Previously, we are doing research on the layout analysis of Arabic document images. Arabic document is the less-focused type of documents comparing to those most popular languages like Chinese and English. They are different from other languages. For example, characteristics will be combined with each other in a word. So you will see a lot of lines and dots in Arabics. Many races like Persian and Arabs are using Arabics while they are using it in different ways. Also, they are written from right to left and the decoration of the pages is usually very fancy and thus sometimes causes trouble in distinguishing them with texts. To overcome the difficulties, basic vision techniques can be used to pre-processed the image to get rid of the noise and irrelevant objects in the image. Learning techniques like SVM and neural network can be implemented to capture the characteristics of Arabics and thus recognize the text and image areas on the image. The logical functionalities of different text areas can be classified based on their position, sizes and intensity pattern. The automation of analysing Arabic documents has great values in bringing conveniences to the people using Arabics and especially for the disabled. In addition, it provides a possibility to make it easier for people all over the world to understand the beautiful Arabic culture from its modern and ancient documents.

( The left image is a raw Arabic document image, the image in the right is the classification result of the logical layout of the left image processed by our developed system, such as title, caption, picture, paragraph and page number. )

I am currently working on creating new Arabic document images dataset used for physical and logical layout analysis using crowd sourcing platform Figure-Eight. We hope to create a more challenging dataset for document images written in Arabic with more versatile layout and different scan quality.

( A self-developed tool for combining, comparing different worker's labeling results on the same image and output them in XML format)

I am also working with an inter-discipline team both in Boston University and University of Zambia which focuses on creating child health information based on ear recognition with ear images taken in laboratory context.
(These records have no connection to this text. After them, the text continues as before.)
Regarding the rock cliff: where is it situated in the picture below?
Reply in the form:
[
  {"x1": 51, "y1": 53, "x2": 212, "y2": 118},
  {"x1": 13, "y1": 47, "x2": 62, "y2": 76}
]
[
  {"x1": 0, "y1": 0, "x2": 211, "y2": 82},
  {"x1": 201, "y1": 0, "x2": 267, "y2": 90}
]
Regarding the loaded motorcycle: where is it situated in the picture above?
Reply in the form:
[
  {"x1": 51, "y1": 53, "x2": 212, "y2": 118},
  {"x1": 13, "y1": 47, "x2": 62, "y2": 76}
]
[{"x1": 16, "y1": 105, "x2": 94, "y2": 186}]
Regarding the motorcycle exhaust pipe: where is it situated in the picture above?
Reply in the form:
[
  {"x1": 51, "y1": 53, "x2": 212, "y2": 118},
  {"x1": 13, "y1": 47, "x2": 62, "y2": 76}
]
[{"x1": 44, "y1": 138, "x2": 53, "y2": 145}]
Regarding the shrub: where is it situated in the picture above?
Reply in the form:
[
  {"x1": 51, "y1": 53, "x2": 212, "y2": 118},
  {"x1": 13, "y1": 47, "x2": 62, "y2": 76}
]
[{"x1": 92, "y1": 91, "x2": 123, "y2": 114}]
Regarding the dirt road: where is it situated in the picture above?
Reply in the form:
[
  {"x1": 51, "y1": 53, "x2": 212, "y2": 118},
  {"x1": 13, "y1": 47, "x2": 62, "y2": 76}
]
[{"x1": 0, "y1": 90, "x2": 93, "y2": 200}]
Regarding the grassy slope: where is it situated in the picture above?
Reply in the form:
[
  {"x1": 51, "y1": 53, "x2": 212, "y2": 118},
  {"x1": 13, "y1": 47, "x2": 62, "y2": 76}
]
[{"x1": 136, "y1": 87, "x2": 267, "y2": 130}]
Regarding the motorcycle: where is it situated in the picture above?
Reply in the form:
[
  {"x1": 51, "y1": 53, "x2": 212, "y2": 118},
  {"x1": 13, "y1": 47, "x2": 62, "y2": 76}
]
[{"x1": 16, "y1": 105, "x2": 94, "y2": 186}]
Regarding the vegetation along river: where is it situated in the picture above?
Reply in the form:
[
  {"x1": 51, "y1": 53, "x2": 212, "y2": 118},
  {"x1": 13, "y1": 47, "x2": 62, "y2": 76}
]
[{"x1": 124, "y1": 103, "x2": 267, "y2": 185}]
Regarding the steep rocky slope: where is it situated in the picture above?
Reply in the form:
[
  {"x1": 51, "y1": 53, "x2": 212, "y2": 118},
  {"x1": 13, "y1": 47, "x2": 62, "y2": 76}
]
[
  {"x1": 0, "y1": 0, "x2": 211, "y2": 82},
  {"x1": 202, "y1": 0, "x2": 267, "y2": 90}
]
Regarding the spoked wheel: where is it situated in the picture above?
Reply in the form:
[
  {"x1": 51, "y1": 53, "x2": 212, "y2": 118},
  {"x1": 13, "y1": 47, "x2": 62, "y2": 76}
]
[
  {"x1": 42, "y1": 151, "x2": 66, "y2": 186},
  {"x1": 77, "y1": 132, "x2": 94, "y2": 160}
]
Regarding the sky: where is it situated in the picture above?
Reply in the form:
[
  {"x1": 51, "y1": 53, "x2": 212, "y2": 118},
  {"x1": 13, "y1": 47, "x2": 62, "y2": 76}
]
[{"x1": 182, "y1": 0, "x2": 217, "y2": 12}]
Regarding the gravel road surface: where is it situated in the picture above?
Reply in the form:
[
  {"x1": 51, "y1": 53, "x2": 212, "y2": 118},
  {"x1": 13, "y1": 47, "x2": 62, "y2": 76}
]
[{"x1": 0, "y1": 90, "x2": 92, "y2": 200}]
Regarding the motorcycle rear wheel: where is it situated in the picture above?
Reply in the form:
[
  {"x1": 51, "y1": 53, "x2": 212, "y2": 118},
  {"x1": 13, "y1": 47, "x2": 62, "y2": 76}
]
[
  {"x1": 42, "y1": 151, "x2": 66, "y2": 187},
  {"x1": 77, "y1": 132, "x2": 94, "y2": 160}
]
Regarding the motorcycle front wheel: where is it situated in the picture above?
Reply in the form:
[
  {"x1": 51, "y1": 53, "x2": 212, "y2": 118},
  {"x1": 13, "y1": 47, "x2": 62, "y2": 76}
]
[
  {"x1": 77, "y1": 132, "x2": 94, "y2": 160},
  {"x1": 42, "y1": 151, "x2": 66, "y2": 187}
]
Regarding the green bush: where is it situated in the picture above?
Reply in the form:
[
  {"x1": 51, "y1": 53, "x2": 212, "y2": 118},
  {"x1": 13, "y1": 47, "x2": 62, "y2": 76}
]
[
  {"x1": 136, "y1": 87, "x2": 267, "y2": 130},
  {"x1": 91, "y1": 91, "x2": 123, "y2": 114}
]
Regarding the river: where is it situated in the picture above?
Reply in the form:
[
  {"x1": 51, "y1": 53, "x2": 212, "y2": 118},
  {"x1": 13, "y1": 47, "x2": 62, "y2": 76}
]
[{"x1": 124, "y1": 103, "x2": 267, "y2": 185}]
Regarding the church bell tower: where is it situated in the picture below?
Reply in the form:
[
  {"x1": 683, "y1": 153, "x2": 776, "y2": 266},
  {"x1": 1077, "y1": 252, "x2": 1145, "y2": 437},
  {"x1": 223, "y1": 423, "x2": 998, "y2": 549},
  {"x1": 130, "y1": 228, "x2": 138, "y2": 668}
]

Qin, Wenda, Randa Elanwar, and Margrit Betke. "LABA: Logical Layout Analysis of Book Page Images in Arabic Using Multiple Support Vector Machines." 2018 IEEE 2nd International Workshop on Arabic and Derived Script Analysis and Recognition (ASAR). IEEE, 2018.
Elanwar, Randa, Wenda Qin, and Margrit Betke. "Making scanned Arabic documents machine accessible using an ensemble of SVM classifiers." International Journal on Document Analysis and Recognition (IJDAR) 21.1-2 (2018): 59-75.